明治安田生命J1第1S第7節 鹿島3―0湘南

(4月16日 BMWス)
 目頭が熱くなった。鹿島DF植田は左手の人さし指と親指で両まぶたを押さえた。それでも、あふれ出てくるものを抑えられなかった。熊本県が大地震に襲われた。実家のある宇土市の被害は甚大だった。「親は無事でしたけど、亡くなっている方もたくさんいる。つらいですね」

 無事だったとはいえ、両親は津波を警戒して高台に移動。昨夜は車の中で過ごしたという。朝、起きてからもテレビのニュースから伝わってくるのは変わり果てた地元の姿。「育ったところ、見てきたところがあんなふうに…。衝撃を受けました」。試合に集中するのは難しい状況。それでも「僕にはサッカーしかない。熊本のみんなと戦っている気持ち。(結果を見て)何人かでも元気になれる人がいればいい」とプロとしての姿勢を貫いた。体を張った守備でシュート8本を打たれたが今季4度目の完封勝利。J1最少失点(3失点)をキープした。

 U―23日本代表では主力センターバック。だが、「まだ(五輪のことは)考えられない」と、余震が続く熊本のことが頭を占める。それでも「(五輪は)日本を代表して戦う。(その時)熊本の皆さんが見られるか分からないですけど、良い結果を伝えられたら」。目指すのは48年ぶりとなるメダル獲得。負けられない理由がもう一つ増えた。

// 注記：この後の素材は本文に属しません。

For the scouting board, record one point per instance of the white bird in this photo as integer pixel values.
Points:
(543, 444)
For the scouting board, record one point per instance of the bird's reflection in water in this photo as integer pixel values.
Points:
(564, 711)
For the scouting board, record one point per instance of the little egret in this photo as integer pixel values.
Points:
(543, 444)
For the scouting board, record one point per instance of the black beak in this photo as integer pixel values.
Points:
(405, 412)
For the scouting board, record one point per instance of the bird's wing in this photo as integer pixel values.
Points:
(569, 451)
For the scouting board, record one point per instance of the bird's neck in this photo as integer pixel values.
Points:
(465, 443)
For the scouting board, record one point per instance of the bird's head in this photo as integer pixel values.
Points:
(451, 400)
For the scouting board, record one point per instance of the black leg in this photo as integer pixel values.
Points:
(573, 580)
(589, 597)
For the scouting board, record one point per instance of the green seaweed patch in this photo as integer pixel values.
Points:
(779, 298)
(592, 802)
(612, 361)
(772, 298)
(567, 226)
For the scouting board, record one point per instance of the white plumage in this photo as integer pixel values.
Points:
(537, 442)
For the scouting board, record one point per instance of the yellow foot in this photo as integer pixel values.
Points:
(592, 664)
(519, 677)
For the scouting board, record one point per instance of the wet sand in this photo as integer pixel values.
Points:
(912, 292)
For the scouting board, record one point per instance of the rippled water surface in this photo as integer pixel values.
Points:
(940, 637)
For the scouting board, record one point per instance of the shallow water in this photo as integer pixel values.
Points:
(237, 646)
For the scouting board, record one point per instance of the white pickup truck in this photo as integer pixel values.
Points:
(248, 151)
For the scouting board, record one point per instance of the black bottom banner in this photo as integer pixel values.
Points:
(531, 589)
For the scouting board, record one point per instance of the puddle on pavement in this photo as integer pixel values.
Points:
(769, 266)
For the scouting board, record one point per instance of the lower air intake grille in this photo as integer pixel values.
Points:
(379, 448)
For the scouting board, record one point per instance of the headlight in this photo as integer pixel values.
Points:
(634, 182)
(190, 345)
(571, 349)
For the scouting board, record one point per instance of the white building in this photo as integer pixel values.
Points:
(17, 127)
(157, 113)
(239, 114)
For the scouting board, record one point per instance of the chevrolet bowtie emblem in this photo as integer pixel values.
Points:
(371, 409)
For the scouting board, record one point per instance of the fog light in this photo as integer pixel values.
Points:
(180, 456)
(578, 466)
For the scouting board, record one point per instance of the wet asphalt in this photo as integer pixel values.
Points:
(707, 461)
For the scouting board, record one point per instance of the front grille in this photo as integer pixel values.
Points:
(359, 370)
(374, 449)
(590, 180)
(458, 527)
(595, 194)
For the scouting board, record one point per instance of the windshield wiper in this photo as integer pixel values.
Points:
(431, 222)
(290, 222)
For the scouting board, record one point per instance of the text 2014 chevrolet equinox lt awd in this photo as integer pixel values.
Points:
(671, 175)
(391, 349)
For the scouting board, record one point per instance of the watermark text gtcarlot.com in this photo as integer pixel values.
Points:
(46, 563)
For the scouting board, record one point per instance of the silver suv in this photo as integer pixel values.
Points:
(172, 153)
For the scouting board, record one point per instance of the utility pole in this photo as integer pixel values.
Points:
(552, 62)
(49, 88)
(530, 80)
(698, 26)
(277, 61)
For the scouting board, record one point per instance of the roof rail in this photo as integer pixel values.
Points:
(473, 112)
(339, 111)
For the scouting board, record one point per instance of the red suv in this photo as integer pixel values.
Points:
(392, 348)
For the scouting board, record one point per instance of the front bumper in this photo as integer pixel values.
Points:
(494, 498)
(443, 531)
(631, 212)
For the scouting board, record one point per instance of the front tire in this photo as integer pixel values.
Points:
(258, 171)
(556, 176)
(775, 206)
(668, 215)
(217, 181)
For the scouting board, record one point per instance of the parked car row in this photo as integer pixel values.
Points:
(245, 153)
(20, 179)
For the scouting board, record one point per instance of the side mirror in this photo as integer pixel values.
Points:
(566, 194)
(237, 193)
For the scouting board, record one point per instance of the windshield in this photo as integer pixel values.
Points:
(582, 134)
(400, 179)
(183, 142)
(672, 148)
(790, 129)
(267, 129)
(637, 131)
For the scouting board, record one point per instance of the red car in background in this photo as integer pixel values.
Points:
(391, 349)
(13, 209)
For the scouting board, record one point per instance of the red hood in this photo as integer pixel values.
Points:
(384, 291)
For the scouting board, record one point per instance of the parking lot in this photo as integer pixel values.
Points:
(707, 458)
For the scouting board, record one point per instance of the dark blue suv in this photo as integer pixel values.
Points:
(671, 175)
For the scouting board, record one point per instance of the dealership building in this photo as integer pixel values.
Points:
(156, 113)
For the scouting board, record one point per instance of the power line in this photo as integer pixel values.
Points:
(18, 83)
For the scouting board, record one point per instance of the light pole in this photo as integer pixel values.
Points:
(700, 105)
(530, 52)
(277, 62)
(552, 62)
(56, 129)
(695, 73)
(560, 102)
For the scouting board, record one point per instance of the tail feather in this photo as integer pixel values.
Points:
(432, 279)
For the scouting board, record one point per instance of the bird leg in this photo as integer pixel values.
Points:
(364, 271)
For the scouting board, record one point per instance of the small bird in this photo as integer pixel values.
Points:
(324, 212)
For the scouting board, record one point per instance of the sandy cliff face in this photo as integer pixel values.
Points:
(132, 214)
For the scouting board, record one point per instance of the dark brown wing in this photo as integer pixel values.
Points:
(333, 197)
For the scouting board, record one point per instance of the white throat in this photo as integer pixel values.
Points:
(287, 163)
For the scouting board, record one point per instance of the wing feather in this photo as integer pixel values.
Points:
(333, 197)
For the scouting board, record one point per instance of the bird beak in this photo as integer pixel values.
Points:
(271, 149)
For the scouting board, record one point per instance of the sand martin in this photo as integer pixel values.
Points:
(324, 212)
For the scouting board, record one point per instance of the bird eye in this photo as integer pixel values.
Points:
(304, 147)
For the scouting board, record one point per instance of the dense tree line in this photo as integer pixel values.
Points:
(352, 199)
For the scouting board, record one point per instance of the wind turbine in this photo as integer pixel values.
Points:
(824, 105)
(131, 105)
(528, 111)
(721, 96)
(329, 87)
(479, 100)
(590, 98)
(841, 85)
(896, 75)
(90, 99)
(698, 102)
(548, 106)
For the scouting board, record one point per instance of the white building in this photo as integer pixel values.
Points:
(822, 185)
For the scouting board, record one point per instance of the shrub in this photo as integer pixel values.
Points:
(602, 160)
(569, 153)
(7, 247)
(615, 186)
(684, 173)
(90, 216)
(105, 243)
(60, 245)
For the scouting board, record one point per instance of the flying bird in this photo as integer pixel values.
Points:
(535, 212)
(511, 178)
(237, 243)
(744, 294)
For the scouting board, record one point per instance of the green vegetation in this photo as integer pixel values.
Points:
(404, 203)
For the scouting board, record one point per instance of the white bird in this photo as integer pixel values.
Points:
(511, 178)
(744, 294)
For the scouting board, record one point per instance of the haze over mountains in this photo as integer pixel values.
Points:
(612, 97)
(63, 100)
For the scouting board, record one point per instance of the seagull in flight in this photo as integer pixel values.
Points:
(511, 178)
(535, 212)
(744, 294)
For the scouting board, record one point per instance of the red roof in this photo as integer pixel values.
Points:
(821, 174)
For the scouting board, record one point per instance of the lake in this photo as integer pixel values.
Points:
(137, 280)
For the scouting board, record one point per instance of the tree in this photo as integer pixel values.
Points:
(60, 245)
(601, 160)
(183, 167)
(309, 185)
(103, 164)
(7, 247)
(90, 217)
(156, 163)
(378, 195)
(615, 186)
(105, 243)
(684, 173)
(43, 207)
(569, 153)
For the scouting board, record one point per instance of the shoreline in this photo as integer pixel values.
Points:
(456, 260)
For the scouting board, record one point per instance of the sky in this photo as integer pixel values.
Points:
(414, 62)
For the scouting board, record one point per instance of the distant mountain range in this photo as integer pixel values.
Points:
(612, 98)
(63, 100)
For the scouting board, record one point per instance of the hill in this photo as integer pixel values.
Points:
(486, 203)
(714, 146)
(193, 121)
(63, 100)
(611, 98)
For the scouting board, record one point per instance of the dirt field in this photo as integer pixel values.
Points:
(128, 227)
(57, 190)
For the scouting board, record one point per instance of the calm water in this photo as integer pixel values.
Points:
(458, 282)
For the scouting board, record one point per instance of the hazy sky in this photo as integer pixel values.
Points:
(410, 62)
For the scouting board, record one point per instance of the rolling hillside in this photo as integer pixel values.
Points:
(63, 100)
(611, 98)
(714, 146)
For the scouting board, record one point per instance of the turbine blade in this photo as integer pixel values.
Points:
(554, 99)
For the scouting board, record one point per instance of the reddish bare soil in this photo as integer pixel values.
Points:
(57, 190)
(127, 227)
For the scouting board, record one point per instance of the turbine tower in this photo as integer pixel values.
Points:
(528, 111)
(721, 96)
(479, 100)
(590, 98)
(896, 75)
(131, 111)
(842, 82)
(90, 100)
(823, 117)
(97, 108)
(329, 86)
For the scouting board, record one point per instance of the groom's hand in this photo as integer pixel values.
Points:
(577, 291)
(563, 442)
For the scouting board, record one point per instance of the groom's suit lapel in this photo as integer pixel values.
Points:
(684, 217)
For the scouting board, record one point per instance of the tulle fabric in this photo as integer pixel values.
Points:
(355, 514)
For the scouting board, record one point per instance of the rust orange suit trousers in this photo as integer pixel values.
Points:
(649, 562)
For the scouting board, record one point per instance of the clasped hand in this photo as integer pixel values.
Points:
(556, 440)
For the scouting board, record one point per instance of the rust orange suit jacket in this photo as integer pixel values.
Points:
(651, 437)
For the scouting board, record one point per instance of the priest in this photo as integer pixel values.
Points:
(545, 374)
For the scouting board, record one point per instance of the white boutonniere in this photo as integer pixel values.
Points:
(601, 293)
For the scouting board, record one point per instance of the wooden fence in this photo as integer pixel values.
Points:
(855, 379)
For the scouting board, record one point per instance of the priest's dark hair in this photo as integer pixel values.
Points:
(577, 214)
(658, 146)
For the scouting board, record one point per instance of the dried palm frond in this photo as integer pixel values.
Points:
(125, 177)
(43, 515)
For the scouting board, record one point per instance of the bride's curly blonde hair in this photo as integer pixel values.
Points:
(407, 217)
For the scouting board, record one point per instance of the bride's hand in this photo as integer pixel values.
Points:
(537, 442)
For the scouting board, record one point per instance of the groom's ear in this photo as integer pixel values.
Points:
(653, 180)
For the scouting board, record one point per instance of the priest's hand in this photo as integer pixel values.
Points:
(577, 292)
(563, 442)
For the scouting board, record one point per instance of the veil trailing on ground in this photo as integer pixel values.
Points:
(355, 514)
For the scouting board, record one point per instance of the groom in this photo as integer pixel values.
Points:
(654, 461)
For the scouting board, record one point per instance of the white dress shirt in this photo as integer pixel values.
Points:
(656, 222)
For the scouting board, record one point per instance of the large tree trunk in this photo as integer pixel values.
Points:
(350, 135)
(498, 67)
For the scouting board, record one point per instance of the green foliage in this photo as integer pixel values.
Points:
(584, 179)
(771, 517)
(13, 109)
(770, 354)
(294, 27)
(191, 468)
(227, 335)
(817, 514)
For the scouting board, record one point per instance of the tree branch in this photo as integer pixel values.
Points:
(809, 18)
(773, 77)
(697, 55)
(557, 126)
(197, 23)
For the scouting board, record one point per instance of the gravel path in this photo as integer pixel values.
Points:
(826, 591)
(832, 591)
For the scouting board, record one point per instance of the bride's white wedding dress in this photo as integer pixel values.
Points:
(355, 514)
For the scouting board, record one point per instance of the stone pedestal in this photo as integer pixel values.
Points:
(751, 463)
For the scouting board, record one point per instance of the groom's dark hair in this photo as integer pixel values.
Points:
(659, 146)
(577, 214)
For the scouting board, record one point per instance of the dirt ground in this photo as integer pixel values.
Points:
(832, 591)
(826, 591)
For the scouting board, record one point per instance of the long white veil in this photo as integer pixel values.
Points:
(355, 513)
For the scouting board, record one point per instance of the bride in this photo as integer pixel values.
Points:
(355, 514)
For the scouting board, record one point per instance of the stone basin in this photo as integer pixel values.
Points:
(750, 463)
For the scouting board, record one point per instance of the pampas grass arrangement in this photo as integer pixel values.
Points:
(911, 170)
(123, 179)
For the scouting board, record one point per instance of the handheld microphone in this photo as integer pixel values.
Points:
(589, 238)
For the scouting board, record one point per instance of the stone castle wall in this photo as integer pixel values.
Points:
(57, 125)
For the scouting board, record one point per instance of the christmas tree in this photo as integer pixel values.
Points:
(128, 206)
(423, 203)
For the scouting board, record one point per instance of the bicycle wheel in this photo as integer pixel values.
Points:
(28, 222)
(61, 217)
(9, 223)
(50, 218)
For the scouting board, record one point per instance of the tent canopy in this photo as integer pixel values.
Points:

 ◆植田 直通(うえだ・なおみち)1994年(平6)10月24日、熊本県生まれの21歳。少学時代はテコンドーで日本王者となり、世界大会に出場。大津高でサッカーを本格的に始め、高さとスピードを買われDFに転向してレギュラーに定着。13年に鹿島に入団。11年U―17W杯では1次リーグのアルゼンチン戦で1得点。15年アジア杯でA代表初選出。1メートル86、77キロ。利き足は右。